- Original title: Der Unredliche in seinem Herzen
- Translator: Richard and Clara Winston
- Language: German
- Genre(s): Short story

Publication
- Published in: Briefe 1902-1924
- Media type: Print
- Publication date: 1958 (written 1902)
- Published in English: 1977

= Shamefaced Lanky and Impure in Heart =

"Shamefaced Lanky and Impure in Heart" (German: "Der Unredliche in seinem Herzen") is the title usually given to Franz Kafka's earliest surviving work of fiction, a short story that he wrote in 1902 and that has survived only because it was included in a letter to his friend Oskar Pollak.

==Background==
It is unclear whether "Shamefaced Lanky and Impure in Heart" was written for the letter, which Kafka sent to Pollack postmarked 20 December 1902, or if he had worked on it previously. All that Kafka writes about the story is that it is "new and hard to tell." It is similarly unknown whether Kafka considered publishing the story, or even thought of it as a stand-alone piece.
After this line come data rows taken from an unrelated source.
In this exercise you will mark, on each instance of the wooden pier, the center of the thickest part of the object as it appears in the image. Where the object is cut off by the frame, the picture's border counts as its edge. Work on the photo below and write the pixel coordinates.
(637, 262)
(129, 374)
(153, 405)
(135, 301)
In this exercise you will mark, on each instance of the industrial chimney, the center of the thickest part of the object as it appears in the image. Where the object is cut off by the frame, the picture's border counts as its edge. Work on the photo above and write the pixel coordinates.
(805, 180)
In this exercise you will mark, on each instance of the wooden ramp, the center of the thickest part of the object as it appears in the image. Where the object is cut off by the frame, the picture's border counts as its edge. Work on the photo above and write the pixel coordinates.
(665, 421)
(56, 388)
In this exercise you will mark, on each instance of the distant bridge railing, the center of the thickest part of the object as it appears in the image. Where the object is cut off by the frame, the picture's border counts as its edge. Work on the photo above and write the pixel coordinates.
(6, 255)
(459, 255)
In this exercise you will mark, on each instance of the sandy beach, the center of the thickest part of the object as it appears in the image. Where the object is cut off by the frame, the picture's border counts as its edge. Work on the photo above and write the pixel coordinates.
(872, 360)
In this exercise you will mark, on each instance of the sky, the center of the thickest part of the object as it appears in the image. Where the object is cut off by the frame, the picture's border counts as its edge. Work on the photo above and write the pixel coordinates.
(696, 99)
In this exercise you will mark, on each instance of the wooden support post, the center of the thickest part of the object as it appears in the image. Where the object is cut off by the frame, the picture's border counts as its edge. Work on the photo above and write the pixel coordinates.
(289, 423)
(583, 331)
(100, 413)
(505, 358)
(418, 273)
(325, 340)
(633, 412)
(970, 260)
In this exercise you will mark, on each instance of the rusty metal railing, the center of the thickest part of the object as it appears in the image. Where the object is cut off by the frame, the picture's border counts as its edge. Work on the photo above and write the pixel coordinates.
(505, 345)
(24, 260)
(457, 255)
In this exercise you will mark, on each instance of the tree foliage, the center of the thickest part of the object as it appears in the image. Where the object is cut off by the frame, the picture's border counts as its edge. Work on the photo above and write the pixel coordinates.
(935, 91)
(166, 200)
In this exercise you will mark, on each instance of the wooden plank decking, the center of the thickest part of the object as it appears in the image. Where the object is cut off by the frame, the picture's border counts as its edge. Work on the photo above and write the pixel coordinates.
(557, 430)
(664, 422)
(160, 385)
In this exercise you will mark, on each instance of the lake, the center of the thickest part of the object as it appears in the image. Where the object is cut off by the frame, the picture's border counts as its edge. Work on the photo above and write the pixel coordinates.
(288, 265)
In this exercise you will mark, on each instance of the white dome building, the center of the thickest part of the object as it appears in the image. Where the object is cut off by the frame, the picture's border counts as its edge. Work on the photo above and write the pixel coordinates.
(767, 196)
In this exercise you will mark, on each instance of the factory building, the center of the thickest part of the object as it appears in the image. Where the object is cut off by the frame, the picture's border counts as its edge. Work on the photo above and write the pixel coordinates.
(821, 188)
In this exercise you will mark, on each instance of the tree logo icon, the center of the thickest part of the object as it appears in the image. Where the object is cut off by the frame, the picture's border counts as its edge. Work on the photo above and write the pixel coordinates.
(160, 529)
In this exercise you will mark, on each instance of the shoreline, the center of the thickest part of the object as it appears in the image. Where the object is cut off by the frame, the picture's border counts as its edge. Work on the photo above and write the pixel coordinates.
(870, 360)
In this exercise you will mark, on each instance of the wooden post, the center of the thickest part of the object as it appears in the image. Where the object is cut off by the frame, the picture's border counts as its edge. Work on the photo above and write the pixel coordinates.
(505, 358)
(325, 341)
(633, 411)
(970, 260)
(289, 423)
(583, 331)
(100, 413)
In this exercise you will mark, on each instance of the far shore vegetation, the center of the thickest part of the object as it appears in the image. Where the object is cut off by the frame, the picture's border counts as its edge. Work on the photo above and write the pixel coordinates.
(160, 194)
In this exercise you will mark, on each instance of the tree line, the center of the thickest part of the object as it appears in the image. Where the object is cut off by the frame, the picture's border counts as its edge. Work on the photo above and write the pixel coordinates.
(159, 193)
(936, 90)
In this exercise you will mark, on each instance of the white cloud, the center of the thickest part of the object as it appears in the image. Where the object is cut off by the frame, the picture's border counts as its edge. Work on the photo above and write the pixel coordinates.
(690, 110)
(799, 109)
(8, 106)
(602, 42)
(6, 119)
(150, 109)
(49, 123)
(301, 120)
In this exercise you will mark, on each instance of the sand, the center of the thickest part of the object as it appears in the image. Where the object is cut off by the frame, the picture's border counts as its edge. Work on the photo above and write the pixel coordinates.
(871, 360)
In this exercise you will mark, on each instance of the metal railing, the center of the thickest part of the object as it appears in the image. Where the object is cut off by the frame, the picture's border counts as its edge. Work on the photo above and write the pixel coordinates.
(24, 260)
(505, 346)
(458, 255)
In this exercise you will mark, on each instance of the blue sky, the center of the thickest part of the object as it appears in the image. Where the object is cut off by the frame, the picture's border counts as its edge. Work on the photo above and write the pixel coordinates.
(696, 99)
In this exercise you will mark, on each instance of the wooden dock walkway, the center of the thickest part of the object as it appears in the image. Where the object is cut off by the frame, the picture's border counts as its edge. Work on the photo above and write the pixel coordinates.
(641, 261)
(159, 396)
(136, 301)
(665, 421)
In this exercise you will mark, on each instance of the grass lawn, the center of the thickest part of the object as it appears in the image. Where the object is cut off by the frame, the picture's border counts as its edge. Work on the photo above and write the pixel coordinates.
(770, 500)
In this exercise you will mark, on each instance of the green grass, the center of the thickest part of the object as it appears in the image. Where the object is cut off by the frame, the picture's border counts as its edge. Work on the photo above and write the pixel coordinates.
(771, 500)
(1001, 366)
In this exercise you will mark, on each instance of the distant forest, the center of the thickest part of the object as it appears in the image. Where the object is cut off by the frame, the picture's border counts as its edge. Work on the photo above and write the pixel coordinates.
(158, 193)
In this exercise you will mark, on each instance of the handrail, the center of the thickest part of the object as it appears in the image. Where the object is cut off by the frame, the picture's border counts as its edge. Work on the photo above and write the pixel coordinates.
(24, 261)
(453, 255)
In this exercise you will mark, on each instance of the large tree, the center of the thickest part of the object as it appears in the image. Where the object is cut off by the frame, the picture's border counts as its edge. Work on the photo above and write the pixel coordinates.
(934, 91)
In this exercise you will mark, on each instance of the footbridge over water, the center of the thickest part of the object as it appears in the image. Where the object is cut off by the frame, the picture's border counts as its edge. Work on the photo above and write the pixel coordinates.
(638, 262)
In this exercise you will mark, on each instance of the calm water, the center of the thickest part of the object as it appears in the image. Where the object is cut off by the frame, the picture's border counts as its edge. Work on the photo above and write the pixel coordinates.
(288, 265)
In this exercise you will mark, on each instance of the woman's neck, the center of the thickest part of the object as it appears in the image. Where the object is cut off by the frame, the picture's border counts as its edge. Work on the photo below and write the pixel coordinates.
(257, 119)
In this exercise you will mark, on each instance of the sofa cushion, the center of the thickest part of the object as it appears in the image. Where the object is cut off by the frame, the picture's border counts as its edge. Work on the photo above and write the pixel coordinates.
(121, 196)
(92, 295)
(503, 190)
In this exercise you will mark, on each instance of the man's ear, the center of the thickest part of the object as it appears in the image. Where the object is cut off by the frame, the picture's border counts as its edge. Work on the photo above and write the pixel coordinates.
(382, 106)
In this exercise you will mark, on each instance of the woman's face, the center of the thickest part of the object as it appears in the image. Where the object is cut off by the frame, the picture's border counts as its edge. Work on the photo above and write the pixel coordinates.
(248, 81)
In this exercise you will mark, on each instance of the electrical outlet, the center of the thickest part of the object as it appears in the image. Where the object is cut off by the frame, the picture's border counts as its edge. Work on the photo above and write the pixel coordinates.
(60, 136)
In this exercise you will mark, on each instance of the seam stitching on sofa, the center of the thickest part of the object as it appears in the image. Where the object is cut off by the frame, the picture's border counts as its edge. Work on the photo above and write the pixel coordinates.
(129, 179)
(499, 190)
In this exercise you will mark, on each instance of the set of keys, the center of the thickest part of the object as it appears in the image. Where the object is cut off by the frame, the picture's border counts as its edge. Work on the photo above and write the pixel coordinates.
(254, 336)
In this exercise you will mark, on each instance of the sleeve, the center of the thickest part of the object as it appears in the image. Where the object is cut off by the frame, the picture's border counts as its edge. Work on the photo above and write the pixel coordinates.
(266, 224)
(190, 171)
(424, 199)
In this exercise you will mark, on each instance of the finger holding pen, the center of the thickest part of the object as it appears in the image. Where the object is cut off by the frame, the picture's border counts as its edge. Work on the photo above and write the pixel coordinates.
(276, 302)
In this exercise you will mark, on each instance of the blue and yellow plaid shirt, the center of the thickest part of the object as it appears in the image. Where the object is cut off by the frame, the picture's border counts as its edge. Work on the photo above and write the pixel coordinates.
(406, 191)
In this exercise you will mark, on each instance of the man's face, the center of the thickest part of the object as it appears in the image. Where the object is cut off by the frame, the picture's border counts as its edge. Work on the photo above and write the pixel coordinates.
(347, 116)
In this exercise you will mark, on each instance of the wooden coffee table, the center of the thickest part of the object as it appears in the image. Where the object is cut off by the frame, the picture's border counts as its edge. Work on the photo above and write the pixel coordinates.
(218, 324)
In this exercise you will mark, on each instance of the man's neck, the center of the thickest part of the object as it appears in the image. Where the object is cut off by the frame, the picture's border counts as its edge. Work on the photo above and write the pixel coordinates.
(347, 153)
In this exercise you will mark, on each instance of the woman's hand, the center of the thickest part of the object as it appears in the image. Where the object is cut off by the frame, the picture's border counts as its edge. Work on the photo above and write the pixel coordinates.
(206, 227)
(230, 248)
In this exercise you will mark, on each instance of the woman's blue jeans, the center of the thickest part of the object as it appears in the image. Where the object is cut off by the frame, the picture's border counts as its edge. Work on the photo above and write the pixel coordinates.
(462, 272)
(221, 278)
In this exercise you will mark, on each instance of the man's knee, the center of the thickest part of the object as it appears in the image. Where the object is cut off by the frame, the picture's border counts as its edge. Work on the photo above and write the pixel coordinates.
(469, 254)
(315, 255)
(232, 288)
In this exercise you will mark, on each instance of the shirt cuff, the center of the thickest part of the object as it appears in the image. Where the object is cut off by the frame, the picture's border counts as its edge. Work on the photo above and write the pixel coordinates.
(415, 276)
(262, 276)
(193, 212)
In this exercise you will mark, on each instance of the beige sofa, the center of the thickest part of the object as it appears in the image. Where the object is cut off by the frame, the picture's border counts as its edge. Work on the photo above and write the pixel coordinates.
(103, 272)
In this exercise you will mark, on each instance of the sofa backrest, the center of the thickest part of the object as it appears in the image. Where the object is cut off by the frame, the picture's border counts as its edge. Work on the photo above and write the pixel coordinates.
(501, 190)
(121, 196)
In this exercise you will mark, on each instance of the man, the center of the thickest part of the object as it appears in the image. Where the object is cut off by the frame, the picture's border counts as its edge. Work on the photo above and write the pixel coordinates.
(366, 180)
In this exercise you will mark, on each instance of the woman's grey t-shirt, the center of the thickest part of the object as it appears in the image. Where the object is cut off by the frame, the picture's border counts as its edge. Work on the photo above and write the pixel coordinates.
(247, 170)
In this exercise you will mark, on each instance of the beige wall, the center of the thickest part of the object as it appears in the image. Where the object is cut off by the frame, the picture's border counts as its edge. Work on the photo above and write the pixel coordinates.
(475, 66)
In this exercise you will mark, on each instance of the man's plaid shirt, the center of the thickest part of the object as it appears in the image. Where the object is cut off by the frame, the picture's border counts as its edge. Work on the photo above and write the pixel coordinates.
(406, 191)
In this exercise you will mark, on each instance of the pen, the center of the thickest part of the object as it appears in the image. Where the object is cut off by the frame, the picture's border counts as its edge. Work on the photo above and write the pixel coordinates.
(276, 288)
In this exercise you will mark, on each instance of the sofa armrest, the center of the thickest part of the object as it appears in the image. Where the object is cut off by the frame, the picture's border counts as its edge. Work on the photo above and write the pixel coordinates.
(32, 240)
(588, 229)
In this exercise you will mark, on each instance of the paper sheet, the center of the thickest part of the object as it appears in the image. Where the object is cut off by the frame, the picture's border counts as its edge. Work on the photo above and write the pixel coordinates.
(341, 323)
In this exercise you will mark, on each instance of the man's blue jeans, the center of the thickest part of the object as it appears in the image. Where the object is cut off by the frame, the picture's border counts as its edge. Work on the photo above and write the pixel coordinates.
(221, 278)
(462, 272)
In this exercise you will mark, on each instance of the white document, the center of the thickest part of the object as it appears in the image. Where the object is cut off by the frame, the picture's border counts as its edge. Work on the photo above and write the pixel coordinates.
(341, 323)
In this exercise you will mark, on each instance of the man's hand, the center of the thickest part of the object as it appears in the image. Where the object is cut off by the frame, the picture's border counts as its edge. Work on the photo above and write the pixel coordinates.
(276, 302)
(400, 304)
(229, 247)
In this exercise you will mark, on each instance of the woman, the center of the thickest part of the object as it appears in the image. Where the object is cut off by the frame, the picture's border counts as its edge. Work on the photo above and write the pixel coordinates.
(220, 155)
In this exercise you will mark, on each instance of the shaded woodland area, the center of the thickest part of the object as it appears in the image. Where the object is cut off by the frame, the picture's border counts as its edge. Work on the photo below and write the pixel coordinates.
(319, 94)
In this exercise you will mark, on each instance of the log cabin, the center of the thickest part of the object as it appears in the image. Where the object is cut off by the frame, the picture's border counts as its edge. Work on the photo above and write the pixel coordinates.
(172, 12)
The story has never been included in any collection of Kafka's fiction and appears only in Letters to Friends, Family, and Editors (German: Briefe 1902-1924), where it is embedded within the letter sent to Pollack.

==Plot==
The story describes a meeting between Impure in Heart, a dandy who lives in a big city "who got drunk night after night and was frantic night after night," and Shamefaced Lanky, a tall and awkward man who has "crept off to hide his face in an old village" and knits "woolen socks for the peasants." Impure in Heart talks to Shamefaced Lanky at length. At first, his words turn into finely dressed "little gentlemen" who make their way across the room and crawl into Lanky's ears. He goes on to tell Lanky "a merry mix" of stories while "stabbing his pointed cane into Lanky's belly" until he is content, then smiles and leaves. When Lanky is left alone he begins weeping and asks himself a series of questions about the visitor and himself, before finally returning to his knitting.

==Interpretation==
According to Kafka's close friend Max Brod:
Shamefaced Lanky is Kafka himself, while Impure in Heart is a portrait of his former classmate at the Gymnasium (high school), Emil Utitz (1883-1956), then a student of philosophy and a follower of Franz Brentano.
However, Frederick Robert Karl claims that Impure in Heart was intended to depict the letter's addressee Oskar Pollak, an assessment also endorsed by Sander L. Gilman, who saw the story as an outgrowth of Kafka and Pollak's "passionate relationship," which "stressed the rhetoric of the body in a homoerotic setting." Mark M. Anderson claims that this "tense, erotically charged encounter" anticipates a similar struggle between two modes of life in Kafka's "Description of a Struggle" and is notable for "the centrality of the city/country distinction and the allegorical use of clothing," motifs that reappear throughout his writing.